IMG Les archives nationales à l'agonie.

Le 17e étage du ministère, le coin poussiéreux d’un grenier administratif, une boîte en carton sous un bureau bancal... c’est peut-être là que dort un jour un pan essentiel de l’histoire du Gabon. Car ici, au pays des grandes forêts et des silences bien rangés, le papier a longtemps été considéré comme un détail. Pourtant, ce détail vient de coûter encore cher : un différend frontalier perdu au profit de la Guinée-Équatoriale. La vérité ? Ce n’est pas que le Gabon manque de preuves. C’est qu’il ne sait pas où elles sont.

 

Et ce n’est pas faute d’avoir une institution dédiée : la Direction des Archives Nationales existe bel et bien, du moins sur papier celui-là, on l’a retrouvé. Elle possède un bâtiment officiel, certes, mais si insignifiant qu’on le confond avec un ancien centre de tri postal ou un dispensaire oublié. À l’intérieur ? Des piles de dossiers rongés, des registres sans index, des étagères qui tiennent debout par la seule force du mépris.

 

Un pays sans mémoire, c’est un pays vulnérable. C’est un pays qui va à la cour internationale de justice sans pièces, sans cartes, sans chronologie. C’est un pays qui improvise son histoire au micro, pendant que l’adversaire déroule calmement ses archives millimétrées.

 

Mais au Gabon, on n’accorde d’importance à un bout de papier que lorsqu’il est estampillé "contrat pétrolier", "concession minière", ou "invitation présidentielle". Le reste ? Anecdotique. L’acte de création d’un village frontalier ? Le plan cadastral de 1902 ? Le traité signé en 1975 ? Bah... ce sont des papiers d’un autre temps.
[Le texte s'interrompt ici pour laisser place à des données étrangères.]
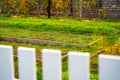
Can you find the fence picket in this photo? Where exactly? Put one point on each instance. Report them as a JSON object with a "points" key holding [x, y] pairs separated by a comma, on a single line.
{"points": [[78, 66], [109, 67], [6, 63], [27, 63], [51, 60]]}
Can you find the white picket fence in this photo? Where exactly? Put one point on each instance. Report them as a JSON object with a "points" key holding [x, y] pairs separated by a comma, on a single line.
{"points": [[78, 64]]}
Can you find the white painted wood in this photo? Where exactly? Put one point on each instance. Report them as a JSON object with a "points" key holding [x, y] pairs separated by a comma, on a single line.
{"points": [[79, 67], [51, 64], [109, 67], [27, 63], [6, 63]]}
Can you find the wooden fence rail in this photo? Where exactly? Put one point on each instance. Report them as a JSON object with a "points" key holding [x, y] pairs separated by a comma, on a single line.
{"points": [[78, 65]]}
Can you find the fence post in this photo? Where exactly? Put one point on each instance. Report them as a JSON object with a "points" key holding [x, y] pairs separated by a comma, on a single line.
{"points": [[109, 67], [6, 63], [79, 67], [51, 61], [27, 63]]}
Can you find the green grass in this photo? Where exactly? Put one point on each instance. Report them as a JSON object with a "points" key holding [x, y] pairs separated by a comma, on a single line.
{"points": [[69, 26], [62, 30]]}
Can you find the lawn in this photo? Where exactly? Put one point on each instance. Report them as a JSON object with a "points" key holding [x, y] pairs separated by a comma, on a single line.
{"points": [[63, 30]]}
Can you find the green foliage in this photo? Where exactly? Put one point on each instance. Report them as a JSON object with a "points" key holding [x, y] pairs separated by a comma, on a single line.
{"points": [[68, 26]]}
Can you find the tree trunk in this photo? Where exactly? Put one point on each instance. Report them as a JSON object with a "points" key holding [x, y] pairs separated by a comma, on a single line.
{"points": [[49, 8], [71, 8], [37, 6], [81, 10]]}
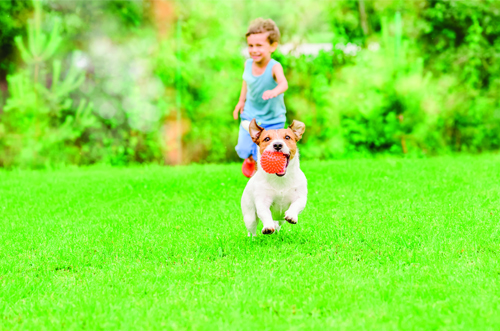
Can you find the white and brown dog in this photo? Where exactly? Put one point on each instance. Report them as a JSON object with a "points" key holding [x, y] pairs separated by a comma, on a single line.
{"points": [[274, 198]]}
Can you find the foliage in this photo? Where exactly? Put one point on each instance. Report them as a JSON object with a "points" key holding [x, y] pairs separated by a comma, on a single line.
{"points": [[421, 78], [12, 20], [48, 118]]}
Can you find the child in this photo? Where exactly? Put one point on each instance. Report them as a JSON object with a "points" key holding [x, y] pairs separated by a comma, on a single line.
{"points": [[262, 91]]}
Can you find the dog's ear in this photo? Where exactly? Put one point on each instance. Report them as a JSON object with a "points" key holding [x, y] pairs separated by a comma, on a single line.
{"points": [[298, 129], [255, 131]]}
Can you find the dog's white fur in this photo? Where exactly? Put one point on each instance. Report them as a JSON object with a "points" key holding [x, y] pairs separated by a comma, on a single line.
{"points": [[274, 199]]}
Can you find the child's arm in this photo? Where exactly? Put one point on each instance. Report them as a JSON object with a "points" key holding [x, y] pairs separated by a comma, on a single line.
{"points": [[282, 83], [241, 103]]}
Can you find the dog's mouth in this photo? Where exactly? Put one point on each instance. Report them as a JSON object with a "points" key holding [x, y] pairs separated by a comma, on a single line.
{"points": [[281, 174]]}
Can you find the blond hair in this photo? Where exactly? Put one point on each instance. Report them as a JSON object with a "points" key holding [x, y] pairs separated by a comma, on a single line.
{"points": [[261, 25]]}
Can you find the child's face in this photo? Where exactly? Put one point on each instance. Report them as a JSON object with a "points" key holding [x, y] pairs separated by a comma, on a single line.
{"points": [[259, 46]]}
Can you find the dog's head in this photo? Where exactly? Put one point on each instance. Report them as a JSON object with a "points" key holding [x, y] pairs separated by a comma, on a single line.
{"points": [[282, 140]]}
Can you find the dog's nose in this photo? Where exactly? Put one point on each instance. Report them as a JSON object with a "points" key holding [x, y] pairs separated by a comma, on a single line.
{"points": [[278, 146]]}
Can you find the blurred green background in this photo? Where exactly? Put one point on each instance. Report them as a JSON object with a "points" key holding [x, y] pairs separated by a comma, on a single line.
{"points": [[121, 82]]}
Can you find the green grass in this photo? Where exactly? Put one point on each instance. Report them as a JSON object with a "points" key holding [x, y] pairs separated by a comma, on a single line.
{"points": [[382, 244]]}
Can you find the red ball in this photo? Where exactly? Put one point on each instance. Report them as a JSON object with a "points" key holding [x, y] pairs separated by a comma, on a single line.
{"points": [[273, 162]]}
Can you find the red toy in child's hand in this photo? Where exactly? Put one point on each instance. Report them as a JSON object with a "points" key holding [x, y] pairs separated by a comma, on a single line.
{"points": [[273, 162]]}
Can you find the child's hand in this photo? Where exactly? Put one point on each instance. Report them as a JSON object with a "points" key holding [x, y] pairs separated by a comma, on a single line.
{"points": [[269, 94], [238, 109]]}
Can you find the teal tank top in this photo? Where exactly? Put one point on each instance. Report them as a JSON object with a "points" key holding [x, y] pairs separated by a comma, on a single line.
{"points": [[270, 111]]}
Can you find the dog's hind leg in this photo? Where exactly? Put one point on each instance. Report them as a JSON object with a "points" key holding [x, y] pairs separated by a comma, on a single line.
{"points": [[278, 225]]}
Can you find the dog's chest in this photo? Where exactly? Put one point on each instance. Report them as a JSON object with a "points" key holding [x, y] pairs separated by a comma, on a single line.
{"points": [[282, 199]]}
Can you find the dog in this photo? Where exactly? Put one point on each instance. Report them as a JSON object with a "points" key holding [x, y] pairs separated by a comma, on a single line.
{"points": [[274, 198]]}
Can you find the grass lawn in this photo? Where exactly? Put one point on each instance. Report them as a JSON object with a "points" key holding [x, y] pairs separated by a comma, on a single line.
{"points": [[382, 244]]}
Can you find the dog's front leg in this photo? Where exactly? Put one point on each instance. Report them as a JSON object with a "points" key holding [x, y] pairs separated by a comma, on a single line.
{"points": [[292, 214], [264, 213]]}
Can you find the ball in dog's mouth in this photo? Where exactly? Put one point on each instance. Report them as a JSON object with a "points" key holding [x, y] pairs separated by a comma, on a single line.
{"points": [[281, 174]]}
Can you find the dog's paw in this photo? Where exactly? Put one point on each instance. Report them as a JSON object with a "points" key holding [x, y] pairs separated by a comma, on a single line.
{"points": [[267, 230], [291, 218]]}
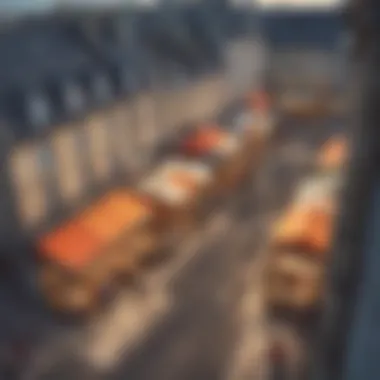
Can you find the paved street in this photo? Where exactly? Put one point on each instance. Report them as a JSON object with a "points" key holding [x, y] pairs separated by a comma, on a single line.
{"points": [[199, 315]]}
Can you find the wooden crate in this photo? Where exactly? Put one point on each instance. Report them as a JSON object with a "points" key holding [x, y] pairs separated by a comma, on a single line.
{"points": [[88, 255]]}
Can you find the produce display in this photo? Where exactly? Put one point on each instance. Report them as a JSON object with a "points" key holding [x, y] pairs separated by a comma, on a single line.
{"points": [[302, 235], [84, 255], [91, 254]]}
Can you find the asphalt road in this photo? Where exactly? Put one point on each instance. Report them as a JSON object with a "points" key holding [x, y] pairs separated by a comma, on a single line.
{"points": [[200, 315]]}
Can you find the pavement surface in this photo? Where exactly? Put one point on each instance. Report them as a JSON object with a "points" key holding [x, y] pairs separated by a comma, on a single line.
{"points": [[200, 315]]}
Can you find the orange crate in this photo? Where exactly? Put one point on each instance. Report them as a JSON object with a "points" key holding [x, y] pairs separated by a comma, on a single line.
{"points": [[114, 214], [71, 246], [203, 140], [306, 229], [259, 101]]}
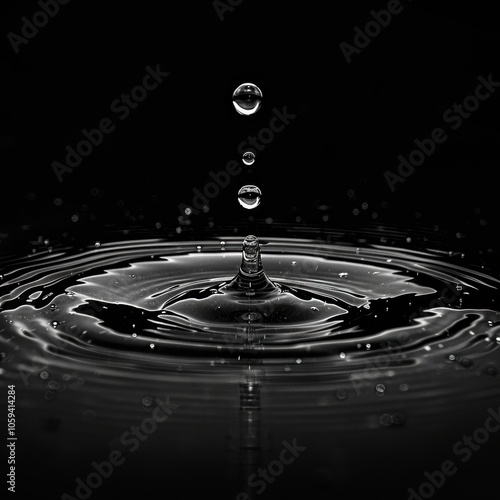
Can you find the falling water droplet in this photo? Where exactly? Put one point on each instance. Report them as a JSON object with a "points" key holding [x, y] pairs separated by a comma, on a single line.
{"points": [[247, 99], [249, 196], [341, 394], [386, 420], [147, 401], [397, 418], [248, 158]]}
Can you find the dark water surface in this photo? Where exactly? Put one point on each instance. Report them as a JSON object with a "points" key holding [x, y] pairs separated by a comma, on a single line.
{"points": [[374, 365]]}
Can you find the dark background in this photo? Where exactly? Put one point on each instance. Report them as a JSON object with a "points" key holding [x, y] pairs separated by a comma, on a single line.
{"points": [[353, 119]]}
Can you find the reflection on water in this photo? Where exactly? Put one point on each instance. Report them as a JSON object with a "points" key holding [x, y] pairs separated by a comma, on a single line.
{"points": [[373, 358]]}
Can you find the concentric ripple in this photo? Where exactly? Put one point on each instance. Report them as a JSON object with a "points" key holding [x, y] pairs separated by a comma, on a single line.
{"points": [[157, 300]]}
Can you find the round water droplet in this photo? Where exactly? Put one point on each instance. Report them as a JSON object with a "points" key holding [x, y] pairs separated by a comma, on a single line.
{"points": [[398, 418], [247, 99], [53, 384], [341, 394], [249, 196], [147, 401], [248, 158], [386, 420], [466, 362]]}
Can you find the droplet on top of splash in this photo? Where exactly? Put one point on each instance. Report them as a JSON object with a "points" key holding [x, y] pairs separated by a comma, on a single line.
{"points": [[247, 99], [249, 196], [248, 158]]}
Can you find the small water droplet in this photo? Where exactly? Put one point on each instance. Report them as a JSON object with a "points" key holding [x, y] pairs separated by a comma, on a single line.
{"points": [[247, 99], [147, 401], [53, 384], [398, 418], [50, 396], [386, 420], [249, 196], [248, 158], [341, 394]]}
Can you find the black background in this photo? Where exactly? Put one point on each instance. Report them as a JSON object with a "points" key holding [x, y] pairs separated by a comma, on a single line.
{"points": [[353, 120]]}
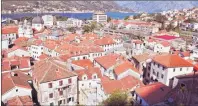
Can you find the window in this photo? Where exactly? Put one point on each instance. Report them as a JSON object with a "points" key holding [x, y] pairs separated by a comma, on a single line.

L’archiviste, cet inconnu mal payé, mal considéré, devient un agent du patrimoine national le jour où le pays perd un territoire. Trop tard, évidemment.

 

Il est temps de le dire clairement : l’histoire du Gabon n’est pas bien conservée, et ce n’est pas un hasard. On a relégué les archives au rang de décor institutionnel, un truc qu’on montre aux délégations étrangères en visite protocolaire, entre deux photos de chefs d’État. Sauf que pendant ce temps, les vraies pièces dorment ou pourrissent dans des couloirs sans ventilation.

 

Alors oui, la modernisation est annoncée. On parle de numérisation, de rénovation, de réformes ambitieuses. Mais soyons sérieux : un pays qui n’investit pas dans ses archives est un pays qui organise sa propre amnésie.

 

En attendant, si un nouveau litige surgit avec le Congo, le Cameroun, ou même une commune interne il faudra peut-être compter sur la mémoire des anciens, ou la chance de tomber sur une preuve oubliée entre deux piles de bulletins de solde. L’ironie ultime ? Dans ce pays, on célèbre chaque année la Journée internationale des archives. Une cérémonie solennelle. Un discours. Et aucun papier pour s’en souvenir.